Re:More than that (Score:5, Insightful)
No, the FCC is explicitly authorized by law to pass regulations that govern telecommunications services, including ISPs, and most of that regulation is not created by any legislative body. If the FCC had to wait for Congress to act on every little decision, nothing would ever get done.
Moreover, the FCC is, by its nature, a largely apolitical body, or at least it is supposed to be. The people working at the FCC are hired because they understand the industry, they understand the technology, and therefore, they are in the best position to come up with regulations that make sense. By contrast, most of Congress talk about getting "an Internet" from one of their constituents when they really mean "an email". These people are almost all absolutely incapable of coming up with regulations that make even the slightest bit of sense unless those regulations are written by industry lobbyists, in which case they will be technically correct but devastatingly harmful.

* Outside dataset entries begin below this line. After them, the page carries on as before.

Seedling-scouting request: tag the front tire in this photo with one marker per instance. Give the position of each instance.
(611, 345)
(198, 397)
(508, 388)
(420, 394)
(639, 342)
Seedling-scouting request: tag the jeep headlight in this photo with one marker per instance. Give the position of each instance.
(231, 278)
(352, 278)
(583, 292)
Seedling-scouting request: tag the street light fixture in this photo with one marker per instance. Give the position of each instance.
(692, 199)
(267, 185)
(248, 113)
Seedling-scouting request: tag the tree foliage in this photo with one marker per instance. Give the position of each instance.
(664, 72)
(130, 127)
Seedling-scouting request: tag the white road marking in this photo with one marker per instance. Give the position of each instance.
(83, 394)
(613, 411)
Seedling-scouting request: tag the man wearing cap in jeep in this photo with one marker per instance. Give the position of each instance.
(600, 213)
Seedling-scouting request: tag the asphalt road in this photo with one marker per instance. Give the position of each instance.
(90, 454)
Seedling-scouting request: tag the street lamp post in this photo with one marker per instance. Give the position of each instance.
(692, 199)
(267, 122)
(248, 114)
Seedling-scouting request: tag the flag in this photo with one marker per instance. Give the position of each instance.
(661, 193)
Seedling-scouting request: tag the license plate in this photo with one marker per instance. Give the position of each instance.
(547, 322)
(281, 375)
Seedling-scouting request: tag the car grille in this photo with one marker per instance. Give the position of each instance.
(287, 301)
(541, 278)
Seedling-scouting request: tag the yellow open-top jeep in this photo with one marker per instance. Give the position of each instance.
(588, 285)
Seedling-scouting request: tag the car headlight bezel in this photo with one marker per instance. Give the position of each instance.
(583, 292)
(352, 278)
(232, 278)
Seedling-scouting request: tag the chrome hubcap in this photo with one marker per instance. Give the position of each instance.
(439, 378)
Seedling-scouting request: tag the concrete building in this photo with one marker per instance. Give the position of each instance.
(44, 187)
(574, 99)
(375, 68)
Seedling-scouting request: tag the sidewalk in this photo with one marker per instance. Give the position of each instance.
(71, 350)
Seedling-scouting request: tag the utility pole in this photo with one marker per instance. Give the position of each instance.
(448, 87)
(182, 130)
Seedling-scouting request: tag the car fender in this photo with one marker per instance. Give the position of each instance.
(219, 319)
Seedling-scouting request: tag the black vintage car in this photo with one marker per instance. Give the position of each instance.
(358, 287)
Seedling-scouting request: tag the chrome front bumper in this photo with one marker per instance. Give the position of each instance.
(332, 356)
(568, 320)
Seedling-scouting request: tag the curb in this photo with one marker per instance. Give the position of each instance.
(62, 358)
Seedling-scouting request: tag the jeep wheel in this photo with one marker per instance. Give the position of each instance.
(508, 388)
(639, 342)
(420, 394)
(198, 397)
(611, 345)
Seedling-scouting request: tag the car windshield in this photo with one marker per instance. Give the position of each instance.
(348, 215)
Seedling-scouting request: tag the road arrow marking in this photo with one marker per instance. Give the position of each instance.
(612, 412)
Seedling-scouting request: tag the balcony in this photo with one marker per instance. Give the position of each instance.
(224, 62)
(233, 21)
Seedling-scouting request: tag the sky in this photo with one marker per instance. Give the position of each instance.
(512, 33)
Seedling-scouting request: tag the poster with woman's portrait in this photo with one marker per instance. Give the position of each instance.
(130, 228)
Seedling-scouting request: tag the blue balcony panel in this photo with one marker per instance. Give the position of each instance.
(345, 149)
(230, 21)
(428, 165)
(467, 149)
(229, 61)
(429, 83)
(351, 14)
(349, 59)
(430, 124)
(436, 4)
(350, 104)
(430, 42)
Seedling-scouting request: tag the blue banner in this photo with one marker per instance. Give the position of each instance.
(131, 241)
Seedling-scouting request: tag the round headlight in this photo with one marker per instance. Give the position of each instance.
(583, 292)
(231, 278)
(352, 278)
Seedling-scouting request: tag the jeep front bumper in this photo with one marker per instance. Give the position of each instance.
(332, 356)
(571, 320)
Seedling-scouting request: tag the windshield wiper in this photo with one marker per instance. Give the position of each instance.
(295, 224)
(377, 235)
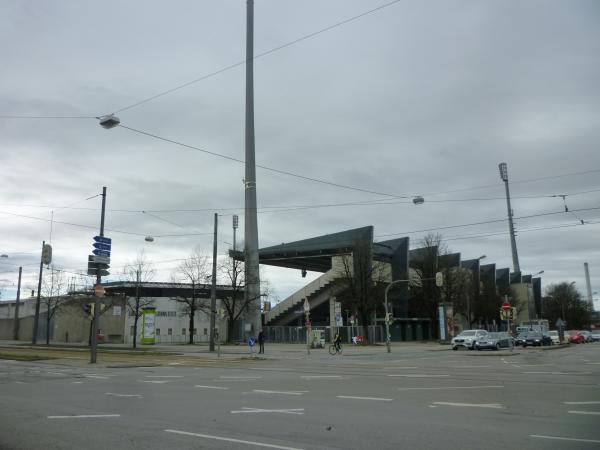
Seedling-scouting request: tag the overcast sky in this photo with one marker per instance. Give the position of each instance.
(417, 98)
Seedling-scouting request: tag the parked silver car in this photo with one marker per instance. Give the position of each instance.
(495, 341)
(468, 338)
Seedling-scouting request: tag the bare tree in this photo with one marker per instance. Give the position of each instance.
(139, 271)
(53, 288)
(235, 304)
(195, 271)
(363, 282)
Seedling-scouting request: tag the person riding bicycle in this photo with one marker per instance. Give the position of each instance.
(337, 340)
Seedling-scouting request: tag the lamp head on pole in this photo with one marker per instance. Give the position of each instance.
(503, 171)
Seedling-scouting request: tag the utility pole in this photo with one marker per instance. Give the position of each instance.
(36, 318)
(513, 242)
(94, 343)
(213, 290)
(252, 289)
(235, 226)
(588, 285)
(16, 324)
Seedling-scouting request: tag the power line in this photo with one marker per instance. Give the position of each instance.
(9, 116)
(259, 55)
(482, 222)
(529, 180)
(279, 171)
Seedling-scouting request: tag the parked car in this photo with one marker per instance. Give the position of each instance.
(467, 339)
(495, 341)
(521, 337)
(587, 335)
(537, 339)
(575, 337)
(554, 336)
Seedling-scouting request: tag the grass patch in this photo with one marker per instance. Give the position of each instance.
(21, 357)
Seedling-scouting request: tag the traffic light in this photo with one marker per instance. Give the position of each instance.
(98, 265)
(439, 279)
(47, 254)
(89, 310)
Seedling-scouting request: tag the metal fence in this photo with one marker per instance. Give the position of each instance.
(297, 335)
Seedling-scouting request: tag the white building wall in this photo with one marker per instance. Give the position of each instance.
(171, 323)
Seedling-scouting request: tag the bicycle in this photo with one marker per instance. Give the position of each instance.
(333, 349)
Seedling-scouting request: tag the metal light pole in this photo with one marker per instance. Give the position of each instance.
(16, 324)
(469, 296)
(388, 341)
(308, 327)
(213, 289)
(36, 318)
(252, 290)
(236, 221)
(513, 242)
(94, 343)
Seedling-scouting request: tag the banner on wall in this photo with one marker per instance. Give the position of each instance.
(148, 328)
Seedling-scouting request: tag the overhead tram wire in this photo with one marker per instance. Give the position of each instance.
(271, 169)
(258, 55)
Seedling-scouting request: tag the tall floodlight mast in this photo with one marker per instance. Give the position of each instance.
(252, 288)
(511, 228)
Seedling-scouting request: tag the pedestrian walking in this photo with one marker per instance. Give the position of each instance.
(261, 342)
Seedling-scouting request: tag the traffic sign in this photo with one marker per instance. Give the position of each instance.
(101, 259)
(101, 246)
(99, 290)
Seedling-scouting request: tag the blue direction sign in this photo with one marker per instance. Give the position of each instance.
(102, 240)
(101, 246)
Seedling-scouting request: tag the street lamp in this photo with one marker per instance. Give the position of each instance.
(388, 342)
(469, 297)
(307, 314)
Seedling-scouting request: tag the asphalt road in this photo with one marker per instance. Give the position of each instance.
(413, 398)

No, I absolutely do not want any congressperson getting within a hundred miles of net neutrality. The best they can do is screw things up beyond all repair, and the most likely outcome is even worse than that. These are people who scratched their heads and said, "Durh, health insurance is really hard." Can you imagine what they're going to do when asked to explain settlement-free peering versus metered interconnections, or explain why video chat requires low latency and low jitter, but Netflix doesn't? They'll gibber more incoherently than a schoolkid who forgot to do his or her homework. Please, keep the mentally incompetent ruling class as far away from this as possible, and make the FCC do their jobs.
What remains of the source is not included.